I guess what I'm saying is that you can teach grammar and a certain amount of style, but you can't teach someone to be a good or great writer. He/she just is one.

This is an interesting problem. Particularly as creative writing courses have mushroomed. They are everywhere. And everyone, well almost everyone, wants one.

I think this can be explained because creativity and creative writing has become visible to everyone.

And remembering that all environments are invisible - fish didn't discover water - that means creative writing, or even writing, is no longer our environment.

So what is our environment now?

Well we are in it at this very moment - we are in the electronic environment or what some call the noosphere.

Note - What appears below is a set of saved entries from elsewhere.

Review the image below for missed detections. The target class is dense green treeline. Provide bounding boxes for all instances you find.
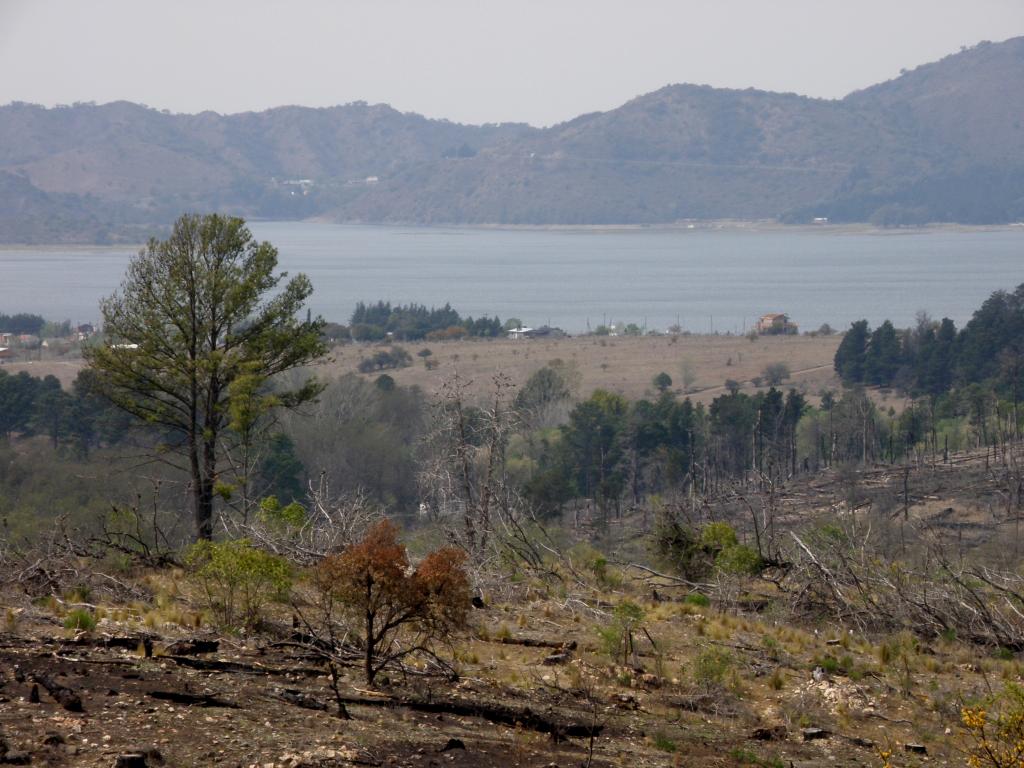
[0,368,134,451]
[513,374,973,520]
[3,369,309,494]
[834,283,1024,399]
[349,301,503,341]
[0,313,47,335]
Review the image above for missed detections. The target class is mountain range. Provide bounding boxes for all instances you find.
[2,37,1024,242]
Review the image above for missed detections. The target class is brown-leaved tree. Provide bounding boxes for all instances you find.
[317,519,469,684]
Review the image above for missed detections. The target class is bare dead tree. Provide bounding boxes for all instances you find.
[417,372,519,563]
[781,517,1024,649]
[222,473,382,565]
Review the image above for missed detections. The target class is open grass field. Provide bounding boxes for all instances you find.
[324,333,846,406]
[3,332,920,415]
[0,358,85,389]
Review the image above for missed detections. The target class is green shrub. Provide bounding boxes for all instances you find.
[700,522,738,550]
[357,346,412,373]
[652,510,707,579]
[597,601,645,665]
[652,732,677,752]
[258,496,306,528]
[684,592,710,607]
[693,646,732,690]
[816,655,842,674]
[185,538,291,631]
[589,555,622,588]
[761,634,780,660]
[715,543,762,575]
[64,585,92,603]
[63,608,97,631]
[699,522,763,575]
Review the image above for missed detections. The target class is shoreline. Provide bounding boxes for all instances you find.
[300,217,1024,236]
[2,220,1023,249]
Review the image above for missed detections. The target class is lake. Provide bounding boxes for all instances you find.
[2,222,1022,334]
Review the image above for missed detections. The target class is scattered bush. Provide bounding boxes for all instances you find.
[652,372,673,392]
[761,362,790,386]
[700,522,738,550]
[684,592,710,608]
[700,522,763,575]
[652,732,678,752]
[426,325,468,341]
[715,543,762,575]
[258,496,306,529]
[185,539,292,631]
[357,346,412,373]
[693,646,732,691]
[597,601,646,665]
[63,608,97,632]
[652,509,706,579]
[960,683,1024,768]
[815,655,843,675]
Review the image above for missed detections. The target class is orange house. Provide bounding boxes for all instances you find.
[757,313,798,335]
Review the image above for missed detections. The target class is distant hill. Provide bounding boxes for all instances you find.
[2,37,1023,241]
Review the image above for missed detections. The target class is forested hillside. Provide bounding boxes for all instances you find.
[2,37,1024,241]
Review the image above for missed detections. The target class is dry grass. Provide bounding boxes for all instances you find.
[323,333,844,405]
[1,358,84,388]
[7,332,916,415]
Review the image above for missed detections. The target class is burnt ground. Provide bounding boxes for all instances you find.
[0,628,609,768]
[0,606,854,768]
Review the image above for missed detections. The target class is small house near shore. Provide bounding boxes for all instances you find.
[757,313,798,335]
[507,326,534,340]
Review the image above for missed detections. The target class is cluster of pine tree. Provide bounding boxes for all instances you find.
[0,312,46,335]
[0,368,132,452]
[834,284,1024,398]
[349,301,502,341]
[521,379,808,519]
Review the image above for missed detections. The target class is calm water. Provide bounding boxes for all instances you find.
[2,223,1022,334]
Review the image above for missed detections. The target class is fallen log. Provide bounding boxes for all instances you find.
[148,690,238,708]
[163,639,219,656]
[332,691,602,739]
[161,655,323,677]
[53,634,154,652]
[495,637,578,651]
[542,653,572,666]
[271,687,329,712]
[31,672,83,712]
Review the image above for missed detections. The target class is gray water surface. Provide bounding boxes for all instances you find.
[2,223,1022,333]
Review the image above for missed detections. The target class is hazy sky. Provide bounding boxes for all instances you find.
[2,0,1022,126]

And whereas the literate environment creates values such as creativity and empathy, the electronic environment, the noosphere, creates presence.

For instance, Paris Hilton, is pure presence. She has no or little creativity. And most important she is disparaged by almost everyone but we can't take our eyes off her because she is present.

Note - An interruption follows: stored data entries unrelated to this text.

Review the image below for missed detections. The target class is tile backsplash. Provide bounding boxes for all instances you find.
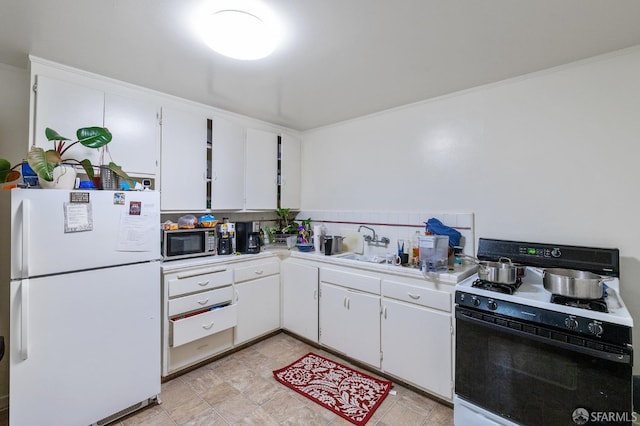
[296,210,475,257]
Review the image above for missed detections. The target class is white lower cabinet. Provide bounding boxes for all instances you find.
[319,268,381,368]
[282,260,319,342]
[381,278,453,399]
[233,261,281,345]
[161,265,236,377]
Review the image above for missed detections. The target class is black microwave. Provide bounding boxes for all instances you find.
[162,228,217,260]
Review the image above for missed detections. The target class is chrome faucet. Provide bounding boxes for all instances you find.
[358,225,376,242]
[358,225,390,245]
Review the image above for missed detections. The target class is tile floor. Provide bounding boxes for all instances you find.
[0,332,453,425]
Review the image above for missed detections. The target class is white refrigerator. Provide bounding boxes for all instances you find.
[0,188,161,426]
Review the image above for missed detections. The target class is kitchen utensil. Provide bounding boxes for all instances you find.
[477,257,518,284]
[542,268,613,299]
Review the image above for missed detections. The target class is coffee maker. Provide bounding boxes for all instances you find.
[236,221,261,254]
[217,222,235,255]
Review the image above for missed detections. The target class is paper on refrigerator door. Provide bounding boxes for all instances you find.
[116,201,156,251]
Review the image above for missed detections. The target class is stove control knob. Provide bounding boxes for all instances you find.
[588,321,603,337]
[471,296,481,307]
[564,317,579,330]
[551,248,562,258]
[487,300,498,310]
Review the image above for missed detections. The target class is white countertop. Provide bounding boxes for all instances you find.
[289,250,478,284]
[160,248,478,284]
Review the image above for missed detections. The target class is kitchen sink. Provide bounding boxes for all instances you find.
[336,253,387,264]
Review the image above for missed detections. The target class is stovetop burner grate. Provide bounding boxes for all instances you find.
[550,294,608,313]
[471,278,522,295]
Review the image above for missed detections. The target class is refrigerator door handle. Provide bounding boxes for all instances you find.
[20,279,29,360]
[21,199,30,277]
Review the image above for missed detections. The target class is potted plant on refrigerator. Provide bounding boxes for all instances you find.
[27,126,132,189]
[0,158,21,184]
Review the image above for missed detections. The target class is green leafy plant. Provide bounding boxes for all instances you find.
[275,207,297,233]
[27,127,132,184]
[0,158,21,183]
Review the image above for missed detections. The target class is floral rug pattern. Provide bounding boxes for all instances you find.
[273,352,392,425]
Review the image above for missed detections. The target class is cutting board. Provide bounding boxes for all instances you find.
[342,229,364,254]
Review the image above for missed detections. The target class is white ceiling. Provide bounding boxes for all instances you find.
[2,0,640,131]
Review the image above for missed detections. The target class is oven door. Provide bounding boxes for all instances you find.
[455,306,633,426]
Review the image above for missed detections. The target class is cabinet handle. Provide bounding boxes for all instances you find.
[197,280,210,287]
[408,292,421,300]
[382,306,387,319]
[202,322,214,330]
[235,289,239,303]
[343,296,347,308]
[177,266,226,279]
[254,269,264,275]
[313,289,317,300]
[346,297,351,310]
[197,298,209,305]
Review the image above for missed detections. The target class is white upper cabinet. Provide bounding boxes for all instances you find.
[245,128,278,210]
[160,105,207,211]
[33,75,104,165]
[31,66,161,180]
[103,93,160,176]
[279,133,301,209]
[210,116,245,210]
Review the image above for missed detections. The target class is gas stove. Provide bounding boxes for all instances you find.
[455,238,633,342]
[454,238,634,426]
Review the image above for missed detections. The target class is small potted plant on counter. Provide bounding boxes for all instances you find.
[27,127,132,189]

So as we drive forward looking in the rear vision mirror, we are looking into the past environment that values creativity. And when we look through the windscreen we are looking into the electronic environment that values presence.

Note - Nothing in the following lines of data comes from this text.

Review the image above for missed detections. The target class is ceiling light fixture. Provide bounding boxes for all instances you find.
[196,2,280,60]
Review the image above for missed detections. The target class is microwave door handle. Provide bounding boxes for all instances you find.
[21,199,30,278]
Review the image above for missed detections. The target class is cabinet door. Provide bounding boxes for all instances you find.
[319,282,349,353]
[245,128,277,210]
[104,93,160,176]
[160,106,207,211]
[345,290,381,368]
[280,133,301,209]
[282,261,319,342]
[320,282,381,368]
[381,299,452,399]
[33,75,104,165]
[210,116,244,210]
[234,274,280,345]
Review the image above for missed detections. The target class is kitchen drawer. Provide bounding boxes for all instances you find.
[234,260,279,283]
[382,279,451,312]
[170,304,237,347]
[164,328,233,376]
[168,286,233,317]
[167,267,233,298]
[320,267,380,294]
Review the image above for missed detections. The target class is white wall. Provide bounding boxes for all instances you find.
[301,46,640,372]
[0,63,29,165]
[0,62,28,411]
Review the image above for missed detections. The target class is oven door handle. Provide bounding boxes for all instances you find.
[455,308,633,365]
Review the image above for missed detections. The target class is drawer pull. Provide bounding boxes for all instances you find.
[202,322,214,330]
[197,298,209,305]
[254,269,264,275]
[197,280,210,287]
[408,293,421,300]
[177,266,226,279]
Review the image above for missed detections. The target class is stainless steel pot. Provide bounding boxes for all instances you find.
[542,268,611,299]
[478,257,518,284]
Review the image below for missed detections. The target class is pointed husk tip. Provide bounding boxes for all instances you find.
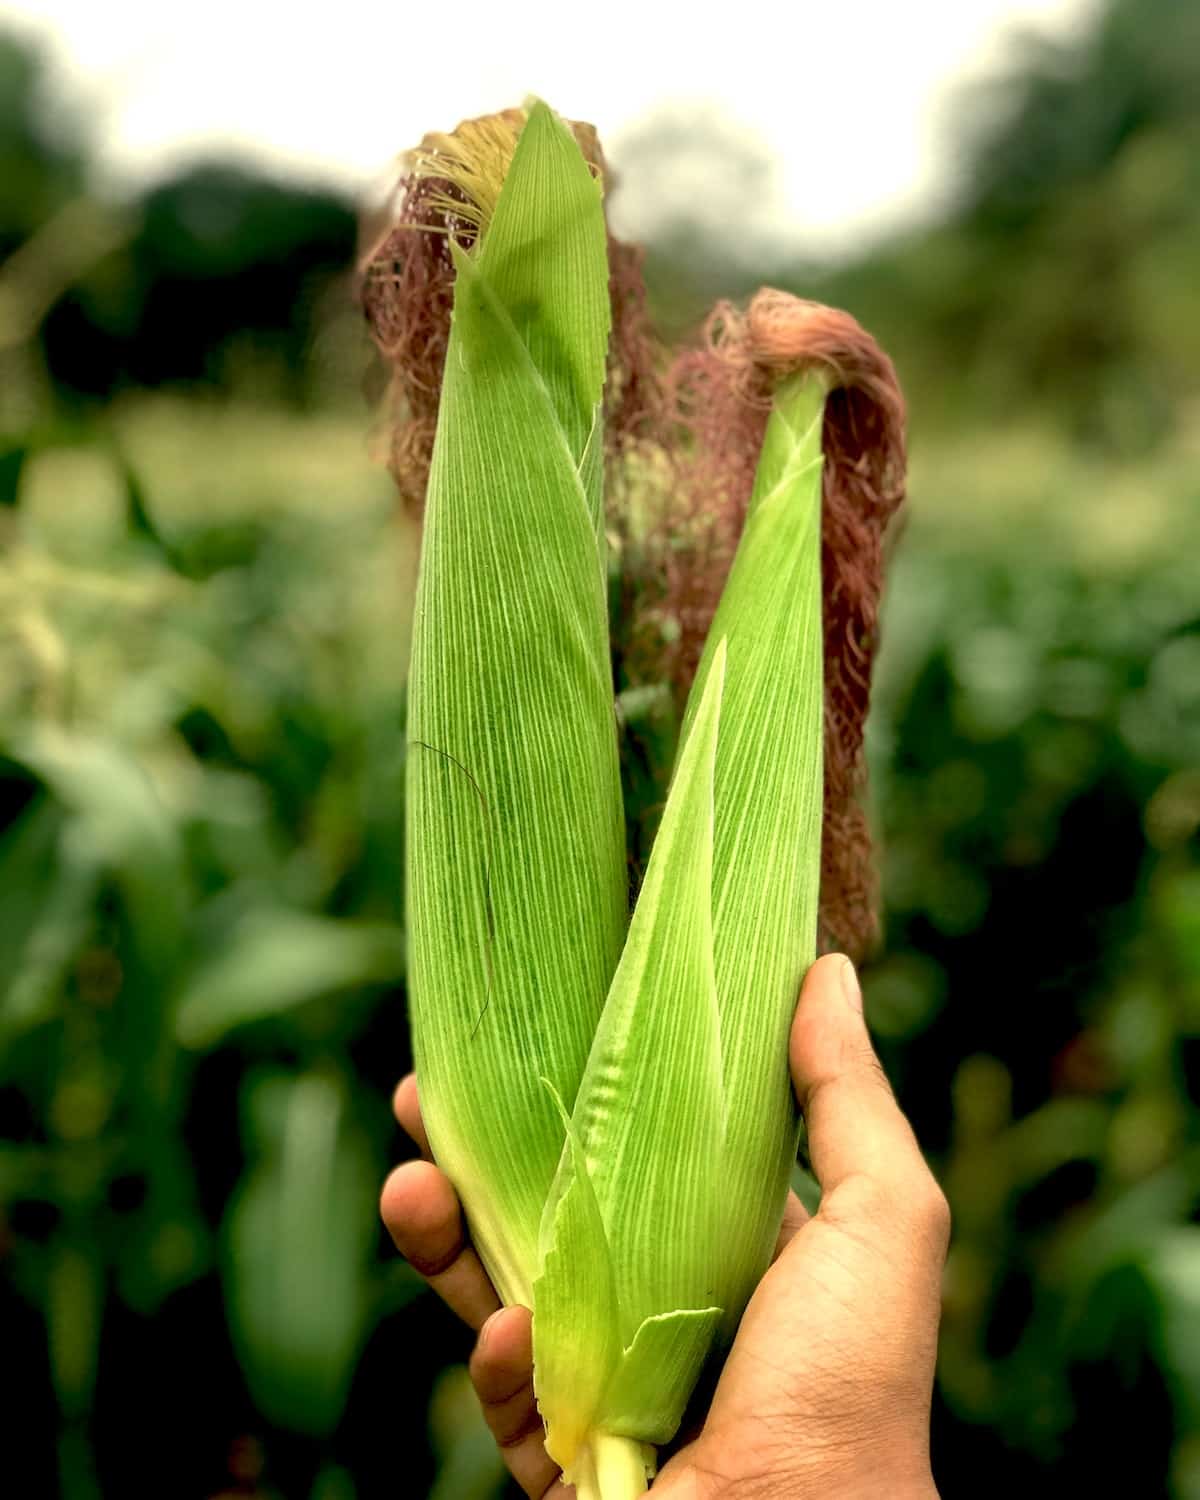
[357,104,662,515]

And most of us haven't yet learnt to value presence, so it is only natural that we disparage presence and of course Paris Hilton.

And so here we are, Sammy, (I hope you don't mind me calling you Sammy), present to each other in almost real time.

Really the only thing that matters here is our presence - either we post and are present or we don't post and we are absent. We are like God and the Angels - whose presence is only concealed by their absence.

So we can expect, dear Sammy, that in the not too distant future that all the creative writing classes will be replaced by classes in Presence.

And Marshall McLuhan and Paris Hilton will be our patron saints.